De inzet van de gespecialiseerde verpleegkundigen bij patiënten met chronische nierschade leidt tot betere behandeling van bloeddruk en cholesterol. Dat blijkt uit onderzoek van Arjan van Zuilen waarop hij 27 oktober promoveert.
Van Zuilen concludeert dat gespecialiseerde verpleegkundigen de rol van de arts bij de begeleiding van deze patiënten kunnen overnemen. Hij onderzocht bij 800 patiënten met chronische nierschade of het toevoegen van een gespecialiseerde verpleegkundige aan de behandeling leidde tot een betere controle van cardiovasculaire risicofactoren en een afname van hart- en vaatziekten. De verpleegkundige hielp bestaande richtlijnen te implementeren.
Lagere bloeddruk
Na twee jaar blijkt dat de patiënten die extra begeleid worden door een verpleegkundige (interventiegroep) een lagere bloeddruk hebben en een lager LDL-cholesterol dan de controlegroep.
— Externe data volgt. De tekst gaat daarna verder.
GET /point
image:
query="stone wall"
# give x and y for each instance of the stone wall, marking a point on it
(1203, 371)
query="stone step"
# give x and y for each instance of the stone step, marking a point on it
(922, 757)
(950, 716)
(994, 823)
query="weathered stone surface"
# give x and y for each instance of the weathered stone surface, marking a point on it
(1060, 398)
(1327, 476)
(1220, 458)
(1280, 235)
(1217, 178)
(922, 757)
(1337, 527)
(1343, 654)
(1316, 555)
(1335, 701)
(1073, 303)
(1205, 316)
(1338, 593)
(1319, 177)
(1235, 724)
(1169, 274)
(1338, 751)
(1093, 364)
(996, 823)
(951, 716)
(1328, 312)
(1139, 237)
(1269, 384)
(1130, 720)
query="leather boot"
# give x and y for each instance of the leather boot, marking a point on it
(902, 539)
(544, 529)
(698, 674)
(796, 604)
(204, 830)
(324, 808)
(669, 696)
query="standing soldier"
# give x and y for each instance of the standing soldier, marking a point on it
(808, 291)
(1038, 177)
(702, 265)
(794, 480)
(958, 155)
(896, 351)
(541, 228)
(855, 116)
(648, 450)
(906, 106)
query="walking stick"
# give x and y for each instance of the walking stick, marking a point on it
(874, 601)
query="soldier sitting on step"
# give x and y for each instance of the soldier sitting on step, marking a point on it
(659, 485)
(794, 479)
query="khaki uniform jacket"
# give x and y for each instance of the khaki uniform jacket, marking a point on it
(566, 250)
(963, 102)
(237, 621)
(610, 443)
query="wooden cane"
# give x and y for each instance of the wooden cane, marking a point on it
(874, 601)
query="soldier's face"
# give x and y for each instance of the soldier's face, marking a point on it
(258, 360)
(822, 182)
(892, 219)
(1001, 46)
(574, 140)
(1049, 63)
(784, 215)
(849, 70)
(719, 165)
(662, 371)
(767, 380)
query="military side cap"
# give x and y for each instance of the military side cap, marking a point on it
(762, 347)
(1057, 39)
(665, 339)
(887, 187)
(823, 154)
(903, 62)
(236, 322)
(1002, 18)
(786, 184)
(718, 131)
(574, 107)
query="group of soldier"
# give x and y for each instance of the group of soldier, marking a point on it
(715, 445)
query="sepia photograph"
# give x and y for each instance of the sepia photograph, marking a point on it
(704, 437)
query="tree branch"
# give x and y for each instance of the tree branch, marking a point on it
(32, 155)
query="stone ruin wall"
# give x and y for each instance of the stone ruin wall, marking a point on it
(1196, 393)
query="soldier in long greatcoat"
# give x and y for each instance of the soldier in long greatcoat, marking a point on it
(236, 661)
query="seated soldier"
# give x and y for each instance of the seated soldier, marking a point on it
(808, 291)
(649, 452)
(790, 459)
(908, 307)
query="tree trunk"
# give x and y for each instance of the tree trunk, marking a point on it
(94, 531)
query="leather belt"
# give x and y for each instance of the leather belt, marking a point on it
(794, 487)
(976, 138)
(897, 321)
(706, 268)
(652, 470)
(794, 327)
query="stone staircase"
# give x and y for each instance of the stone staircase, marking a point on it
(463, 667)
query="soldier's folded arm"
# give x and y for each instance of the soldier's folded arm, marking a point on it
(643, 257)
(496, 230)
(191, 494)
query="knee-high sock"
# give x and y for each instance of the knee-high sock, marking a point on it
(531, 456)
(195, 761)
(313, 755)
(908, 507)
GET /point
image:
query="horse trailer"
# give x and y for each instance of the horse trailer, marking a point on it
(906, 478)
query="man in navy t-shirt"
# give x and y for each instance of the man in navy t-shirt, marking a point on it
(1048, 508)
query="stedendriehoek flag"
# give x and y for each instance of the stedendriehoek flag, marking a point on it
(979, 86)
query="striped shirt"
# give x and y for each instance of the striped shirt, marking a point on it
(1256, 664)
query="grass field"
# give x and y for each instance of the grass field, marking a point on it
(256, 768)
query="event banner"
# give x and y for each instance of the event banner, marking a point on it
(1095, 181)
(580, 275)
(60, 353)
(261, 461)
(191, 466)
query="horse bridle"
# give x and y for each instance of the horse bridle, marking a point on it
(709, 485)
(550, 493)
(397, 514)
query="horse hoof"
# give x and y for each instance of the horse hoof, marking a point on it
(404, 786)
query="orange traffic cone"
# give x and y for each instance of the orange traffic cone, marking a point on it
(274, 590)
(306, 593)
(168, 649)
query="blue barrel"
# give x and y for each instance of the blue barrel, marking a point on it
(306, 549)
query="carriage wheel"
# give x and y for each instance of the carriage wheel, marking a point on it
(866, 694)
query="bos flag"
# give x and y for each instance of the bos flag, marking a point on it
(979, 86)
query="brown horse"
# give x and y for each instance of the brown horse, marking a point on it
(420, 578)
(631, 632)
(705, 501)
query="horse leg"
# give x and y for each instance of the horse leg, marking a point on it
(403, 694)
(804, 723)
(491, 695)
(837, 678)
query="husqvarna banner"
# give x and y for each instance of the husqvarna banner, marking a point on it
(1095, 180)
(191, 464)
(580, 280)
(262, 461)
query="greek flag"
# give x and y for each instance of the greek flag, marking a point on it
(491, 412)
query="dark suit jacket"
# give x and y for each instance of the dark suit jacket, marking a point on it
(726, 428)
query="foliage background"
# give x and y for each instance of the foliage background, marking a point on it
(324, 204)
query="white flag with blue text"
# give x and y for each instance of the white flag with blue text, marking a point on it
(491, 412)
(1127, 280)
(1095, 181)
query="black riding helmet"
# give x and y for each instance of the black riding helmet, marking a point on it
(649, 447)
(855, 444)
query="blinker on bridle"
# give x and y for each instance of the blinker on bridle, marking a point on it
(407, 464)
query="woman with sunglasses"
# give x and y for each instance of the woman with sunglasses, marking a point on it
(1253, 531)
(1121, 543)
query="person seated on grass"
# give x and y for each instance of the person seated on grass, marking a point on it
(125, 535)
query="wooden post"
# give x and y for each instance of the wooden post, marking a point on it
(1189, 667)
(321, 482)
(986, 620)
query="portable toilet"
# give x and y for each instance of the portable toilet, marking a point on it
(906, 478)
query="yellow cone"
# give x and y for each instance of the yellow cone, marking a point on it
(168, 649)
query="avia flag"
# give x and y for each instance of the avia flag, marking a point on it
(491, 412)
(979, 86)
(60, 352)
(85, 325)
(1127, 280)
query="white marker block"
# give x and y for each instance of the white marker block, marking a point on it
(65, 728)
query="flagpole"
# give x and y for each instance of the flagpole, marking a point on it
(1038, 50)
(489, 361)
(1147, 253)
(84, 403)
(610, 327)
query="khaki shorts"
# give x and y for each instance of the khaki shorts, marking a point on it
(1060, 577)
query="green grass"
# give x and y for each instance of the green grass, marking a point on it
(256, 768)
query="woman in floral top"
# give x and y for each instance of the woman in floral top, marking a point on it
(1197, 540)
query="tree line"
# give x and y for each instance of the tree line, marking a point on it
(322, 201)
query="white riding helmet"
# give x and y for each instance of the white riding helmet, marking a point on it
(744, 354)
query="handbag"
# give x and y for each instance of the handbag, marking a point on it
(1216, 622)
Ook gebruiken de patiënten in de interventiegroep meer bloeddrukverlagende en cholesterolverlagende medicijnen en vaker aspirine en actief vitamine D.
Hart- en vaatziekten
Ook na vijf jaar is de bloeddruk van de patiënten die extra begeleid worden door een verpleegkundige nog steeds lager dan van patiënten die alleen behandeld worden door de eigen specialist. Verder scoren de patiënten die extra begeleid worden ook beter wat betreft cholesterol, proteïnurie en bloedarmoede. De interventie leidt niet tot een minder voorkomen van hart- en vaatziekten. Ook is het aantal patiënten met terminaal nierfalen vergelijkbaar in beide groepen.
Leefstijl
De extra begeleiding door een verpleegkundige leidde niet tot een verbetering van leefstijl van de patiënt. Van Zuilen denkt dat dit komt omdat patiënten met chronische nierschade zich niet ziek voelen en daarom niet heel erg gemotiveerd zijn om hun gedrag aan te passen. Het zou ook kunnen komen omdat de verpleegkundigen te veel behandeldoelen moesten bespreken, soms ook met tegenstrijdige effecten. Zo is het lastig om zowel te stoppen met roken als om af te vallen.
Begeleiding
De gedachte achter de studie is dat de arts in zijn dagelijkse praktijk onvoldoende tijd heeft om de veelheid aan behandeldoelen adequaat met een patiënt te bespreken. Een gespecialiseerde verpleegkundige zou om meerdere redenen van toegevoegde waarde kunnen zijn. Op basis van de onderzoeksresultaten wordt geconcludeerd dat dit inderdaad het geval is, mits de verpleegkundige direct begeleidt wordt door een specialist.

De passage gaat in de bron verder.